Combine at most two encodings; stacking four overwhelms the reader. A common honest pairing is radius for spatial error plus a hollow outline for "inferred from a centroid rather than a record."
When should I abandon points for a density surface?
Symptom: individual coordinates are each so uncertain that mapping them as points overstates precision everywhere. Root cause: forcing point geometry onto fundamentally vague data. The fix is to aggregate honestly into a kernel density surface, which shows where activity concentrated without asserting exact locations:
python
# When points are individually unreliable, a smoothed density reads honestly
import seaborn as sns
sns.kdeplot(x=gdf["lon"], y=gdf["lat"], fill=True, bw_adjust=0.5)Always state the smoothing bandwidth, because a density surface can imply structure that is really just the smoother.
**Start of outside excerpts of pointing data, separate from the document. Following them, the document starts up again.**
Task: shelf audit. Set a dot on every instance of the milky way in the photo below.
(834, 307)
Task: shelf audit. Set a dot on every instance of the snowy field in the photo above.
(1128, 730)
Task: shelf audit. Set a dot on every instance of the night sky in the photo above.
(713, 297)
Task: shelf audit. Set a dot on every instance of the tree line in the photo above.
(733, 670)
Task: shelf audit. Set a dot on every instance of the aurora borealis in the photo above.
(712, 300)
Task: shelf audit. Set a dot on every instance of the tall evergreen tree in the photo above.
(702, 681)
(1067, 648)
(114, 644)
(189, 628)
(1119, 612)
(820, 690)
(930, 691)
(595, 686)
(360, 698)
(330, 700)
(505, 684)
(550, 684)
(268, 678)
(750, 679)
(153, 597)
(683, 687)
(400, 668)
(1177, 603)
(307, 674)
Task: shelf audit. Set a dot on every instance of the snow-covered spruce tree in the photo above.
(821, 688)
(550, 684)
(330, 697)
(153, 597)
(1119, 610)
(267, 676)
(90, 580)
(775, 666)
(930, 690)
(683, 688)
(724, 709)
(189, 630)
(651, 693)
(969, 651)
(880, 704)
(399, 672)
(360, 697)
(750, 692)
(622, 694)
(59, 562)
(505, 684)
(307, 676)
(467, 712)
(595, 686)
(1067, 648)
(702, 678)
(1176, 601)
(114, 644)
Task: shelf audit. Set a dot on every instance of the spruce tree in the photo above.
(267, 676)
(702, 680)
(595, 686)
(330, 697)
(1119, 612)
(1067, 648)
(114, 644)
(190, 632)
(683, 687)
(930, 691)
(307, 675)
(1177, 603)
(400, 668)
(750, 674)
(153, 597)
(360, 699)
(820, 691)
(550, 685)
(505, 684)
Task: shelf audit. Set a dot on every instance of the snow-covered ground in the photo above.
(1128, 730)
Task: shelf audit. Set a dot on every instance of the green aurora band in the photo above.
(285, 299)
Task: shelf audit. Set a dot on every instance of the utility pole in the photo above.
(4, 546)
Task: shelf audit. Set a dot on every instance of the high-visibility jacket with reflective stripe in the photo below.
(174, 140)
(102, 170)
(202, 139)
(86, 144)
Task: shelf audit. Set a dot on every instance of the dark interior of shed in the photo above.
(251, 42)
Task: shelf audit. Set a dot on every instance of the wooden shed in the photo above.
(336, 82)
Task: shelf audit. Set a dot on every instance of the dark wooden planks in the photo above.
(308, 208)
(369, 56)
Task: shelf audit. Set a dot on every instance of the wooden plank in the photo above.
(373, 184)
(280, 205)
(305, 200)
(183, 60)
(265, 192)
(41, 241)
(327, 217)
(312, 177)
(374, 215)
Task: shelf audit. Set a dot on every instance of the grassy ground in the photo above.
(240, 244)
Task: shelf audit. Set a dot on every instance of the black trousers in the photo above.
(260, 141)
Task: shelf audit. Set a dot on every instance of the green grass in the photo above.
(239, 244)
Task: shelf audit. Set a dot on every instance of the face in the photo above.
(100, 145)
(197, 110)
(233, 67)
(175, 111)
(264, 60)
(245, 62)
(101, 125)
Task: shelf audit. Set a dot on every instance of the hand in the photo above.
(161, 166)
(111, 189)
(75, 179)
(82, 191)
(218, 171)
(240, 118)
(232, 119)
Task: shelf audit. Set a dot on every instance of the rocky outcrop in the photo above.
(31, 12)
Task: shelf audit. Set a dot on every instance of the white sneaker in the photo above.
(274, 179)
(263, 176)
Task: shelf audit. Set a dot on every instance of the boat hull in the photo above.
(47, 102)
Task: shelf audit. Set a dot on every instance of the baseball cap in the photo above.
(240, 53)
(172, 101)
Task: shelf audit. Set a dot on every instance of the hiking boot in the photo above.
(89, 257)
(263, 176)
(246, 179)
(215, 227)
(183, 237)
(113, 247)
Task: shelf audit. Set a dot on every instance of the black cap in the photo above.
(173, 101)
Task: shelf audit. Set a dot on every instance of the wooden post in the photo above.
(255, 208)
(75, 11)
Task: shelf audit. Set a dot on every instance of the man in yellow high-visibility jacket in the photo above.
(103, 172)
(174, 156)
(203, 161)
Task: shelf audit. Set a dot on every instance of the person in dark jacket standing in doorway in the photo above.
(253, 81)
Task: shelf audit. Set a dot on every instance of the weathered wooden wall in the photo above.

Used carefully, it is often the most truthful view of badly geolocated historical data.
How do I review an uncertainty map before publishing?
Run a quick audit: (1) does every approximate point show its error radius or a confidence cue; (2) is the count of unlocatable records reported; (3) does the data carry provenance for each placement; (4) does the caption name the geocoding method and any smoothing. If a sharp pin appears anywhere you only have a parish-level guess, fix it before publishing — that single false-precise dot undermines trust in the whole map.
Key Takeaways
- The root cause of misleading location maps is storing exact coordinates with no error record.
- Replace crisp pins with buffer circles sized to the uncertainty radius.
- Store explicit columns: uncertainty radius, confidence, geocode method and source.
- Never silently drop unlocatable places — report their count to avoid survivorship bias.
- Encode confidence with radius, opacity or symbol shape; combine at most two cues.
- Switch to a kernel density surface when individual points are too uncertain to trust.
- Audit for any false-precise pin and state geocoding method and bandwidth in the caption.
Frequently Asked Questions
How do I show that a location is approximate, not exact?
Encode the uncertainty visually rather than dropping a crisp pin. Use a fuzzy buffer circle sized to the error radius, reduced opacity, a soft halo, or a distinct symbol — so a reader never mistakes a guess for a surveyed point.
Why do my approximate points look falsely precise?
Because a sharp pin at exact coordinates implies metre-level accuracy you do not have. The root cause is storing a single lat/long with no error field; add an uncertainty radius and render it, rather than a dimensionless dot.
What should I do with places I cannot locate at all?
Do not silently drop them — that biases the map toward well-documented places. Record them as ungeocoded with a reason, report the count, and consider an off-map list or a centroid flagged as low-confidence.
How do I store uncertainty in my data?
Add explicit columns: an uncertainty radius in metres, a confidence level, and a geocoding method or source. Storing provenance per point lets you filter, style by confidence, and defend every placement later.
Can a heatmap or density surface help with uncertain points?
Yes. When individual coordinates are too uncertain to trust, a kernel density surface honestly shows where activity concentrated without asserting precise points, as long as you state the smoothing bandwidth.